Since the days of the NES, people have accused Nintendo of intentionally underproducing hardware in order to drive an artificial feeding frenzy of demand in the marketplace. With the Nintendo Switch remaining nearly impossible to find at retailers nationwide, those same accusations of "false scarcity" have been bubbling up in certain corners.
Nintendo Senior Director of Corporate Communications Charlie Scibetta wants to push back on those accusations. "It's definitely not intentional in terms of shorting the market," he told Ars in a recent interview. "We're making it as fast as we can.

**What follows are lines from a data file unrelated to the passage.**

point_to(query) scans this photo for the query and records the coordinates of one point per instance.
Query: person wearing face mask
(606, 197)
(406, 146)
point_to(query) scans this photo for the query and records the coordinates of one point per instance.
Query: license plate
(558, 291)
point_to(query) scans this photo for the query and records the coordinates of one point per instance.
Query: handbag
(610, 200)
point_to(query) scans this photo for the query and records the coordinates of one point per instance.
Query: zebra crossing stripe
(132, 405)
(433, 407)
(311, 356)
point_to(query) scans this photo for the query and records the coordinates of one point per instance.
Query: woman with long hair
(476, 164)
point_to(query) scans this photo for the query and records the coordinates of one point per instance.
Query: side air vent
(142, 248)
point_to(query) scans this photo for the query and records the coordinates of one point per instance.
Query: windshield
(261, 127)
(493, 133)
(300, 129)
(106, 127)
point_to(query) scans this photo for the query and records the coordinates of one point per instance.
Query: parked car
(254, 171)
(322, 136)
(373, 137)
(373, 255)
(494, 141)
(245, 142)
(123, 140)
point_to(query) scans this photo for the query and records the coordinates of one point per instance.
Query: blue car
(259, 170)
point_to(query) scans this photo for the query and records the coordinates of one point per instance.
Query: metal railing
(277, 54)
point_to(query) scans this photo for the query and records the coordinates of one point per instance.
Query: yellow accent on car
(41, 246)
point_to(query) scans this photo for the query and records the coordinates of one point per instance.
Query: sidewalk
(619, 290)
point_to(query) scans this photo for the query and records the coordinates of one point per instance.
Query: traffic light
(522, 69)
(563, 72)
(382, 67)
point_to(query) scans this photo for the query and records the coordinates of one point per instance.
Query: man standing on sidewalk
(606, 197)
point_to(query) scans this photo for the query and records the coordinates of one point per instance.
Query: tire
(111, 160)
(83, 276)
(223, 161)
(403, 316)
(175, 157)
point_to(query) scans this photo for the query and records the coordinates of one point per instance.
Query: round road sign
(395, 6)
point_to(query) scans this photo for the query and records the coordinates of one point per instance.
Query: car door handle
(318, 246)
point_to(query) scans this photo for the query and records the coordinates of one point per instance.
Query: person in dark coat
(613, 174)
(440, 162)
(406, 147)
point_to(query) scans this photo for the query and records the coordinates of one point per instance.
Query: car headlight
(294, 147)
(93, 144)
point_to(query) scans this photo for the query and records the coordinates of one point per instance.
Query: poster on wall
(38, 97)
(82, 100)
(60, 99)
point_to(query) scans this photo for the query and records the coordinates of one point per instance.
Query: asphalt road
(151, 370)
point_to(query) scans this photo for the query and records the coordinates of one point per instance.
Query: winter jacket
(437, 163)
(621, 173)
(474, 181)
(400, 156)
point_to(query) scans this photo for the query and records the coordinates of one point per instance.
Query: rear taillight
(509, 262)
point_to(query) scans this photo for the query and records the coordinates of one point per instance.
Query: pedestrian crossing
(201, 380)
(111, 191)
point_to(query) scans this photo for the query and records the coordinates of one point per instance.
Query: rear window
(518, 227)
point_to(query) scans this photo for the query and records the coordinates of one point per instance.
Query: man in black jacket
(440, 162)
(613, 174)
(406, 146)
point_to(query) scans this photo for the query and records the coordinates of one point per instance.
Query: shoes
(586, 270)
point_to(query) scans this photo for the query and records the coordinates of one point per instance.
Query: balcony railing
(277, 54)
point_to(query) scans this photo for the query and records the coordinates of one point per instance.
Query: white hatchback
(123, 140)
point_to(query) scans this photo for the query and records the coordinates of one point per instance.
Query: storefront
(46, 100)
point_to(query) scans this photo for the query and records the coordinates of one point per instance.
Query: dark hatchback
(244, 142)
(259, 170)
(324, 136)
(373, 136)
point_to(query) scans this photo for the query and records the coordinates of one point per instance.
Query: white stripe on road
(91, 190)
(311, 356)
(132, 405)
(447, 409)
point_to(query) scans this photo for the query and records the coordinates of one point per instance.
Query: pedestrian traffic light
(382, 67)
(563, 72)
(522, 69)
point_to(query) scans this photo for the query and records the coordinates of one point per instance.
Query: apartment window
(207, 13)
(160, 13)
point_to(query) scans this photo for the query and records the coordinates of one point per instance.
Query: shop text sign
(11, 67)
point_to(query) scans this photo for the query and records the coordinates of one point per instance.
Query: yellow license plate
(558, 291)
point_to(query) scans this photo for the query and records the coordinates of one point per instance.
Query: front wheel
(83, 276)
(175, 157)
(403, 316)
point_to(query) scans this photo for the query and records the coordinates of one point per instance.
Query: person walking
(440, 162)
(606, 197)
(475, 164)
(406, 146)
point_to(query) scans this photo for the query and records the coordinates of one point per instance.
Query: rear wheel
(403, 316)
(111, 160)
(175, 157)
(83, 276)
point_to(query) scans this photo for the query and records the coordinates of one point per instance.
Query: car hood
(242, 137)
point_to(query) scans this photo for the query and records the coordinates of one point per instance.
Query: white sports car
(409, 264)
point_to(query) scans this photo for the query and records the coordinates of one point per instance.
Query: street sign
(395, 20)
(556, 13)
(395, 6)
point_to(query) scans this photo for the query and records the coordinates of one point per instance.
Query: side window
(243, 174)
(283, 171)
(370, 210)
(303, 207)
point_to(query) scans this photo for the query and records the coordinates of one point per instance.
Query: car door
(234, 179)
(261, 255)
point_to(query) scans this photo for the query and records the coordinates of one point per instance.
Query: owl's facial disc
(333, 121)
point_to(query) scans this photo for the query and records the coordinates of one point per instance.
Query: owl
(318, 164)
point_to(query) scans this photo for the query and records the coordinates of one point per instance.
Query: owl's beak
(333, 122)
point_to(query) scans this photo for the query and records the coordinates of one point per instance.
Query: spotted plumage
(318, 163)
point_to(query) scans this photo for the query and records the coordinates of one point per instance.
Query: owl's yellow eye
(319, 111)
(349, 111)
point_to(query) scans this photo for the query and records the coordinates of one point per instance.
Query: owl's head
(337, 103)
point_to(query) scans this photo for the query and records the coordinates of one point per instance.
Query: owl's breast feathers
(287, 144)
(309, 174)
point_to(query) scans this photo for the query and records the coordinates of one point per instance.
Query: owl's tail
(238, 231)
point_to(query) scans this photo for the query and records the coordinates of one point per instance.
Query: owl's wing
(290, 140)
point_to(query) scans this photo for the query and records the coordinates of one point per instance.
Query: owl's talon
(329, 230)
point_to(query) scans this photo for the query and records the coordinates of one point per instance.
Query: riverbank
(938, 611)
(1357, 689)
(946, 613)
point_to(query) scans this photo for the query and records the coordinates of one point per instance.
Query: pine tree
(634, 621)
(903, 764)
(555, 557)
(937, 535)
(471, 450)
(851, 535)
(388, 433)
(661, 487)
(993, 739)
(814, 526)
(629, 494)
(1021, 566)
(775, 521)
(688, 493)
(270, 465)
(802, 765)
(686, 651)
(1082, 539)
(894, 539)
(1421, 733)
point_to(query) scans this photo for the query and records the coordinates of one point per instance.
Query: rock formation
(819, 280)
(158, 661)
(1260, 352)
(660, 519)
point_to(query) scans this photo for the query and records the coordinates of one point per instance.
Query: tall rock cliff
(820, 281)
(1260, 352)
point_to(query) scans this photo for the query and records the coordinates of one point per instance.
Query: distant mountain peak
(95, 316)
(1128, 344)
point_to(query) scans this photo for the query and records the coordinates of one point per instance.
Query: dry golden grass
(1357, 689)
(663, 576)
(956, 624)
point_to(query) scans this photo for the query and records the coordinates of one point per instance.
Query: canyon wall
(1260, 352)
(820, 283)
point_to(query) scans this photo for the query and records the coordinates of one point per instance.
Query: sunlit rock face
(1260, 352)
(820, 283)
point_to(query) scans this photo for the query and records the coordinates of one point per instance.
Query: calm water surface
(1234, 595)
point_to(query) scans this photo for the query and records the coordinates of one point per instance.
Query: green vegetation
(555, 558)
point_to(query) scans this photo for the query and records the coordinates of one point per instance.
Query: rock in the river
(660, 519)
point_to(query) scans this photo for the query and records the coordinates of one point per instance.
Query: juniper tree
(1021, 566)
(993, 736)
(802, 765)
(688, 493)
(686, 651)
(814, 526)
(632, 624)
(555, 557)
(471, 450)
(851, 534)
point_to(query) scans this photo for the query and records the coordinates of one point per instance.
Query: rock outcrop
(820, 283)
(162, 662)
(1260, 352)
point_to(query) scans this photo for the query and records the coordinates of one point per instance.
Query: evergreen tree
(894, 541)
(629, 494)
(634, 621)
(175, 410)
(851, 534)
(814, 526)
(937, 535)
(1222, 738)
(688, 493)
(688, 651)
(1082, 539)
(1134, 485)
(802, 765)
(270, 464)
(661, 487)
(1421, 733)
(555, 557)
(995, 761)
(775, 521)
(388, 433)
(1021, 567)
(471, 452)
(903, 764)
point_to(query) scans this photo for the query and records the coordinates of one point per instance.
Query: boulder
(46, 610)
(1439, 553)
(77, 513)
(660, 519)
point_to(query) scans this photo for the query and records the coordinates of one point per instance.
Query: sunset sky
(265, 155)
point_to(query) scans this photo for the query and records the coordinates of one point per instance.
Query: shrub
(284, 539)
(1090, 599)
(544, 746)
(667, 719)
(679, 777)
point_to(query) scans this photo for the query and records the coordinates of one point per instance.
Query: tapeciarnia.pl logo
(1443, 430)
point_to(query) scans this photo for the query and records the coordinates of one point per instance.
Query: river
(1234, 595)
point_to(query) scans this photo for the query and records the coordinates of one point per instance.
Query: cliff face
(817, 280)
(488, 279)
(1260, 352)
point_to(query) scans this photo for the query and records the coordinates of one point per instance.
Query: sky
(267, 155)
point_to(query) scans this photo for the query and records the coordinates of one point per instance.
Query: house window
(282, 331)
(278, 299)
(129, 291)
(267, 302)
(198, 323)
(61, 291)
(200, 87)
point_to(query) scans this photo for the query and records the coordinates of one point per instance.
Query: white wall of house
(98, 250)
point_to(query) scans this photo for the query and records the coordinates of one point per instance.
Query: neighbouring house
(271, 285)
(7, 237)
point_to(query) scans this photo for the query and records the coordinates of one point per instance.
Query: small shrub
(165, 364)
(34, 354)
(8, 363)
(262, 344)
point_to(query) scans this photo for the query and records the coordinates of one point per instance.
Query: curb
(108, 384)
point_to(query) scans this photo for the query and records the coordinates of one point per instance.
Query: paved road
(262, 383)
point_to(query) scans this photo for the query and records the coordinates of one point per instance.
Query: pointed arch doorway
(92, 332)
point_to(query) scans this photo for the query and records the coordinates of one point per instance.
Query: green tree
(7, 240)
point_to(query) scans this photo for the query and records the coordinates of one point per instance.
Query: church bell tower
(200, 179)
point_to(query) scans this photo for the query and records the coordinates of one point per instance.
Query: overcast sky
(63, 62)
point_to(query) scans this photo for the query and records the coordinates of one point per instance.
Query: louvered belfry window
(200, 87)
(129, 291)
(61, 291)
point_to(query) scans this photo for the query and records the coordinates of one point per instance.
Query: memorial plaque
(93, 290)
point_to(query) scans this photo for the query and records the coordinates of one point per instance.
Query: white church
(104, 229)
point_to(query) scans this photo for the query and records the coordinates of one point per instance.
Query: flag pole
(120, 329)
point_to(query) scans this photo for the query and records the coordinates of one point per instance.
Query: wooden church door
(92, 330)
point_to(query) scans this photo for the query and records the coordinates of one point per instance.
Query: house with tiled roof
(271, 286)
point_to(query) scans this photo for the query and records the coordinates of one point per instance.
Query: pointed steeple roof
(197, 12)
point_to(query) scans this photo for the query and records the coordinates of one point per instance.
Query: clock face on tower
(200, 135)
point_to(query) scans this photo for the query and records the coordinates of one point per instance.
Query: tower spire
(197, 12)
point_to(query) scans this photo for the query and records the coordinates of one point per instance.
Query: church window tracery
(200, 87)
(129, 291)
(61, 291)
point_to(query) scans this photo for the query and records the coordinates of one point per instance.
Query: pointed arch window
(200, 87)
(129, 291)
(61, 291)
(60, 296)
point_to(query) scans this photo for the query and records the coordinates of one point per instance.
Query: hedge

We want to get as many units out as we can to support all the software that's coming out right now... our job really is to get it out as quick as we can, especially for this holiday because we want to have units on shelves to support Super Mario Odyssey."
Far from intentional, Scibetta says the shortages are simply a result of Nintendo underestimating the interest in the system. "We anticipated there was going to be demand for it, but the demand has been even higher than we thought," he said. "We had a good quantity for launch, we sold 2.7 million worldwide in that first month, said we're going to have 10 million [more] by the end of the fiscal year... Unfortunately, we're in a situation right now where as quick as it's going into retail outlets it's being snapped up. It's a good problem to have, but we're working very hard to try and meet demand."